第7章        潜逃13


  徐逢像是骤然反应过来什么,怒喝道,“来人!”
  他这声来人也不知道喊的是谁,那两个小旗都愣住了,他们看见眼前窜起了巨大的火光,徐逢和他手里的烛台“砰——”地一声撞在了冰面上,火苗顺着干草堆霎时将整个谢原整个围在其中。
  写了一半的认罪书被火舌燎到了边缘,徐逢赶紧去抢,又大声骂道,“救人!”
  门外守卫一起冲了进来,火势太大,混乱中徐逢似乎被人推了一下,后脑磕在了石墩子上,手里紧抓住那份认罪书。
  上面却不是什么通敌罪行,满纸都是八个泣血的风骨魏碑。
  “吾辈立身,唯当忠君”。
  诏狱外,黑色披风的人站在风口,面容沧桑,他低声喝问身边高大的胡人,“你说你能救他呢?!”

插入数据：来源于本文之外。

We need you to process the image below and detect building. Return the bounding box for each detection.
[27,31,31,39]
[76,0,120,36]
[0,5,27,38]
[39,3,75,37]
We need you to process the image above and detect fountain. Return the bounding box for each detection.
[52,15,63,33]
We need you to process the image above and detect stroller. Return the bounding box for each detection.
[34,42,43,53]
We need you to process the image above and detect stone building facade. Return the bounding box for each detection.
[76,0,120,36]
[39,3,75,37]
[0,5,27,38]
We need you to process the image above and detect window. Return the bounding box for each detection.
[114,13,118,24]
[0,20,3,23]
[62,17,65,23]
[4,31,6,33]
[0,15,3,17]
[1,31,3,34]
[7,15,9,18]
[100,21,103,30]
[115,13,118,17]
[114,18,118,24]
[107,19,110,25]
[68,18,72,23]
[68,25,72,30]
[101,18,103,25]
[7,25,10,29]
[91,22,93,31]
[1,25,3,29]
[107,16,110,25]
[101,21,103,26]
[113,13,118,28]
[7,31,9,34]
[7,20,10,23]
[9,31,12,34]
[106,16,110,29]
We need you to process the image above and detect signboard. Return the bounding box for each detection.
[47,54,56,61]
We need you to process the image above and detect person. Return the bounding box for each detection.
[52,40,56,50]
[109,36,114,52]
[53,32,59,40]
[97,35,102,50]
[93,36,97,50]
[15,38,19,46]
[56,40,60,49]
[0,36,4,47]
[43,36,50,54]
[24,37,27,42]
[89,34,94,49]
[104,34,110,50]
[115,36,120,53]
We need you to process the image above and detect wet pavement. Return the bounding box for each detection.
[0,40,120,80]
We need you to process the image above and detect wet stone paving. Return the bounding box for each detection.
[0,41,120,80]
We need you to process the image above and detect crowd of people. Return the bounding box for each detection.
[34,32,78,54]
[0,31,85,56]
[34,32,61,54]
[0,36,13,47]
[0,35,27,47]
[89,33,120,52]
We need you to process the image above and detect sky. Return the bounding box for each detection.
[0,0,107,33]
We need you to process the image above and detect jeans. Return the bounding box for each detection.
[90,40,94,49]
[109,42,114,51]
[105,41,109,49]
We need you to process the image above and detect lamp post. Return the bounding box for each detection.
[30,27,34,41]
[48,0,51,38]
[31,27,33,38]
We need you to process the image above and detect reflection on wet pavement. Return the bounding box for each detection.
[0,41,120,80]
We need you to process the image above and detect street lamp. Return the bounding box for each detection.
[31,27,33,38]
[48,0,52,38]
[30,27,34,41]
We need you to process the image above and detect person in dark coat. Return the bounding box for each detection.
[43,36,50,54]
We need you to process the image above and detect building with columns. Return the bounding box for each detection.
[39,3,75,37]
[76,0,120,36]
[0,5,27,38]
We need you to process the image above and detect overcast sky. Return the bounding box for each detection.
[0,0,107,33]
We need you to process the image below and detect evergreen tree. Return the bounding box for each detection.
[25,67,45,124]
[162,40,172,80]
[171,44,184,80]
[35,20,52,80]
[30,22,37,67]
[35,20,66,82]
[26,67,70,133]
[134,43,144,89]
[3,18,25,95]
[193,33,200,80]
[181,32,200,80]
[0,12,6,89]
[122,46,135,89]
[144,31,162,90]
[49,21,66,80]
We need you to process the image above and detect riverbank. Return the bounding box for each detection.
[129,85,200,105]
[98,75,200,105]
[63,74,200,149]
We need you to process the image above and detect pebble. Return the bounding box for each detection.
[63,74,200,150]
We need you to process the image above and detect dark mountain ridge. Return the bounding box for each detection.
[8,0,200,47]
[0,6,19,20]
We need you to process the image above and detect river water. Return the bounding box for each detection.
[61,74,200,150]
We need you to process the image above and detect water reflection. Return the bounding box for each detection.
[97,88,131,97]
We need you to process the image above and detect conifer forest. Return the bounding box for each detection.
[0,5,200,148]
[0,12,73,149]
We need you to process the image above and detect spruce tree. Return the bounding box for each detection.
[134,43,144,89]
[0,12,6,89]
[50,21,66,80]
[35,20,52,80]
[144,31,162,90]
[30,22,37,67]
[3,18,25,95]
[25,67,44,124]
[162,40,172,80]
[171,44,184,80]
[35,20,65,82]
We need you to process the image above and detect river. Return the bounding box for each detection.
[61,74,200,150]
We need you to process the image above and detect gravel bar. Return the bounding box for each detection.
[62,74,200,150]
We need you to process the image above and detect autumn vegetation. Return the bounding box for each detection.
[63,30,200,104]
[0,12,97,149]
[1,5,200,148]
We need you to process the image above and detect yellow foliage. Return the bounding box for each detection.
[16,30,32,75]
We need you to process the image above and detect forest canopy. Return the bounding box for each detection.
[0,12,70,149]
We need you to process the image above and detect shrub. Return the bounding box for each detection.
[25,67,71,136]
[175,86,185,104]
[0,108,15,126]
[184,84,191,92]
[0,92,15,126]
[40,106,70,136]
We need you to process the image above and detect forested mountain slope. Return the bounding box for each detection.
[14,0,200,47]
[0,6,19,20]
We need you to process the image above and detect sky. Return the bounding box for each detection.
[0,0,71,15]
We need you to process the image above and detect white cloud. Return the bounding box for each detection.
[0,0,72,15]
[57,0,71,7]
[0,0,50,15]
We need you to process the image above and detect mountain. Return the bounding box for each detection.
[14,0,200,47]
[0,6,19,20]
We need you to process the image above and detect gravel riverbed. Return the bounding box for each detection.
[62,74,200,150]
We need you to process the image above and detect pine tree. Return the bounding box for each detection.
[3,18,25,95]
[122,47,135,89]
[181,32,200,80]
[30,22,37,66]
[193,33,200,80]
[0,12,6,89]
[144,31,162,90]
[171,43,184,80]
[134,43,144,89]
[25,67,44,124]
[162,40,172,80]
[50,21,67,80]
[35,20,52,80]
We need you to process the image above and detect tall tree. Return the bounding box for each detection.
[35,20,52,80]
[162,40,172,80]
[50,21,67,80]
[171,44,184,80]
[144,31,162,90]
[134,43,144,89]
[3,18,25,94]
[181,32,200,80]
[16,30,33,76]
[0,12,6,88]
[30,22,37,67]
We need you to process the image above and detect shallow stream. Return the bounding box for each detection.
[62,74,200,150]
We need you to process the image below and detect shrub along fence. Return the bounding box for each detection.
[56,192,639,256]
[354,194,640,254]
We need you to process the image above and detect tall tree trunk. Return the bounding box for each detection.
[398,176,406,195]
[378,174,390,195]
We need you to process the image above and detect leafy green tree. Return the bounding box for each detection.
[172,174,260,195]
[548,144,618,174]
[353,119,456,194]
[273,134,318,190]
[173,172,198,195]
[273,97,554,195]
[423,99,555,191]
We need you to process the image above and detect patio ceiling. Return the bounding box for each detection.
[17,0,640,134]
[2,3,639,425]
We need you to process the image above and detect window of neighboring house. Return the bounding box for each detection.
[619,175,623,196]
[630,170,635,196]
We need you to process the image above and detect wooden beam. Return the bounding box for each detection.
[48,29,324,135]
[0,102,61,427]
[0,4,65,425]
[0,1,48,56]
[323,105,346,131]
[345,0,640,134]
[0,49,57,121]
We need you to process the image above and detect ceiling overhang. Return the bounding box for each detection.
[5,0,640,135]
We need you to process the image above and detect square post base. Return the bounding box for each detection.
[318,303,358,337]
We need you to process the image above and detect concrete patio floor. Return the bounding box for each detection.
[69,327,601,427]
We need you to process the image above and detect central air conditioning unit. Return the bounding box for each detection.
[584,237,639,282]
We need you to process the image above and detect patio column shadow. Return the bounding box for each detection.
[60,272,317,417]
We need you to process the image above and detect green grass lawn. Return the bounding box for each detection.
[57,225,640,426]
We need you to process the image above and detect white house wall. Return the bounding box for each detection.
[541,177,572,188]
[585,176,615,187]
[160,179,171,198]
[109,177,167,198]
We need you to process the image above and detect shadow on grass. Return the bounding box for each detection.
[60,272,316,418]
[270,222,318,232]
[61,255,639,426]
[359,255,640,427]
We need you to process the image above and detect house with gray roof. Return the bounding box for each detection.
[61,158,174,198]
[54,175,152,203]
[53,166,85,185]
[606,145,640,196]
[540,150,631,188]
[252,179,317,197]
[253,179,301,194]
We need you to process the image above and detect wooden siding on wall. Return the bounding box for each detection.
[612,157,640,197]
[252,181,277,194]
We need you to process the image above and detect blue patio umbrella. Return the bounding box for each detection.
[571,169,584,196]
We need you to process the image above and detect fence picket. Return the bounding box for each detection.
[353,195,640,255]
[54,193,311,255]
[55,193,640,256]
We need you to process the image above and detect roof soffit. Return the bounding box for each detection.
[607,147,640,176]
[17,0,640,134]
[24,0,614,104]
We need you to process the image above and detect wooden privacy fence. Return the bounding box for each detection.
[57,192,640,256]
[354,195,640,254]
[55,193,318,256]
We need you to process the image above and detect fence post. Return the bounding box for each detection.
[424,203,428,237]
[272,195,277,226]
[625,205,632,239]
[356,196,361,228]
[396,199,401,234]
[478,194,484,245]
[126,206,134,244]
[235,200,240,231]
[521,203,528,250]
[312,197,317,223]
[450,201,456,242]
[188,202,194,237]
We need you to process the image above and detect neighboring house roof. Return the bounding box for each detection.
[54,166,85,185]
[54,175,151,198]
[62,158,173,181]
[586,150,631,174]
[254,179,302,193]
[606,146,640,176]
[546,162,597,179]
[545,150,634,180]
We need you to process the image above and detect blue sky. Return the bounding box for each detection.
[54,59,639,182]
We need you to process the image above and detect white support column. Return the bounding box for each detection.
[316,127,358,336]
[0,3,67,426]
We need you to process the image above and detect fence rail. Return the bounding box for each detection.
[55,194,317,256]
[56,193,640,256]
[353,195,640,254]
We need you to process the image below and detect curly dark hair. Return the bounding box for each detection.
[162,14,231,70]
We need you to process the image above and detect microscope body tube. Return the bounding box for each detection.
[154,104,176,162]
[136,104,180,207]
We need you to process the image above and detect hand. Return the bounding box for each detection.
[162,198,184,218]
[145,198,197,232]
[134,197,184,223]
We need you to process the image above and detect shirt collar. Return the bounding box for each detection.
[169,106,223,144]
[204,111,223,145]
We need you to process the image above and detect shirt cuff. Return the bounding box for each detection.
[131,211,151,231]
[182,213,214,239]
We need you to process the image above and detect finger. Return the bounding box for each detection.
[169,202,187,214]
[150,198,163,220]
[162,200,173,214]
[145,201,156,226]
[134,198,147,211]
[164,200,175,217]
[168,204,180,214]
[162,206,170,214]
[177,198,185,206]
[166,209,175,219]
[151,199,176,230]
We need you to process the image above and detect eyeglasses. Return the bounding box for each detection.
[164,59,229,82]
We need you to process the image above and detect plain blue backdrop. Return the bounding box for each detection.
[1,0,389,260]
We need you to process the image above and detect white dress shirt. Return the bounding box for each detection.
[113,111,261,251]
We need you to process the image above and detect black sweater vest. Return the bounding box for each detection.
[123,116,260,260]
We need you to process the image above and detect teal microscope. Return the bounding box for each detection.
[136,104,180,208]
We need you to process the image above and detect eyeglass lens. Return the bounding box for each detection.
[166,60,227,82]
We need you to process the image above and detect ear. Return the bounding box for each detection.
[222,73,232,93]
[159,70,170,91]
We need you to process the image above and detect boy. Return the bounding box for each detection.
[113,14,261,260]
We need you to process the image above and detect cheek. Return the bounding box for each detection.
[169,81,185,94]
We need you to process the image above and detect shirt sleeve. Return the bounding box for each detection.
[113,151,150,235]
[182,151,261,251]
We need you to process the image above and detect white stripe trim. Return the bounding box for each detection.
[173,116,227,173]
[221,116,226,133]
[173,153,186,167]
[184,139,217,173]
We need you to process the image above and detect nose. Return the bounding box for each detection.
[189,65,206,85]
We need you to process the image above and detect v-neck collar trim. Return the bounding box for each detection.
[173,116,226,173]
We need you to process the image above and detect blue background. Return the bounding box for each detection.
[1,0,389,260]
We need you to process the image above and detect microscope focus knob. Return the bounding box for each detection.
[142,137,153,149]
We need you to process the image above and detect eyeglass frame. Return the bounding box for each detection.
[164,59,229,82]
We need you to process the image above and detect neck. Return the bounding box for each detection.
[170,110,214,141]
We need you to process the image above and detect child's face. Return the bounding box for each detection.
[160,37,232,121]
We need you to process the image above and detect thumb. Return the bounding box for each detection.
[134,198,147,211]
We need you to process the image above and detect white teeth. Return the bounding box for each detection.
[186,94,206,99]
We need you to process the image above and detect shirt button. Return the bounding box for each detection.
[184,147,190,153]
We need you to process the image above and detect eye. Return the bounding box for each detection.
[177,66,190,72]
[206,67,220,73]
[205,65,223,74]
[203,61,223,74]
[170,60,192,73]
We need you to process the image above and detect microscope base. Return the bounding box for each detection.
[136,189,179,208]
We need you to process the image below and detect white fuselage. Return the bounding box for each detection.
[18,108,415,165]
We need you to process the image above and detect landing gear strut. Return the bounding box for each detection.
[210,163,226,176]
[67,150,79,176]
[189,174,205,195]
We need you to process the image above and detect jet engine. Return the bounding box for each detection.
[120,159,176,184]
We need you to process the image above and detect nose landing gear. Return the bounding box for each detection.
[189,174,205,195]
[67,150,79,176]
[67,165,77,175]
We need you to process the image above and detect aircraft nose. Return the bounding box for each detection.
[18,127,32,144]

  “看来是有人比我们早一步。”胡人比黑衣人平静一些,他脚边还放着一具蓝衣官袍的男尸,那脸活脱脱和谢原三分相似,他露出一个意味深长的笑,“谢工部此人,果然是璞玉明珠,抢手得很。”
  “那谢铮呢?!”黑衣人显然不比他气定神闲,眼中怨毒都快化作实体。
  胡人一笑,把玩着腰间玉佩,似是爱物,“谢参政已经救出来了,只要你能劝服他归顺鞑靼,我保证他们两父子,不会有事。”
  “真的?!”黑衣人露出喜色,“快带我去见老师!”
  胡人没有拒绝,他示意黑衣人上马,又吹了声鹰哨,立马有两个身形奇诡的蒙族武士悄无声息地落在了地上。
  “去,添把火。”
  胡人用兽皮靴踢了踢那具男尸,笑得狡诈。
  国子监学生卯时讲学,午时用饭,祝约一夜未眠,晨起还跟给这群毛头小子讲了两个时辰魏晋政史,无外乎门阀干政,王与马共天下这些陈词滥调,少年人听完了却满心满眼都是旧时王谢的衣冠风流。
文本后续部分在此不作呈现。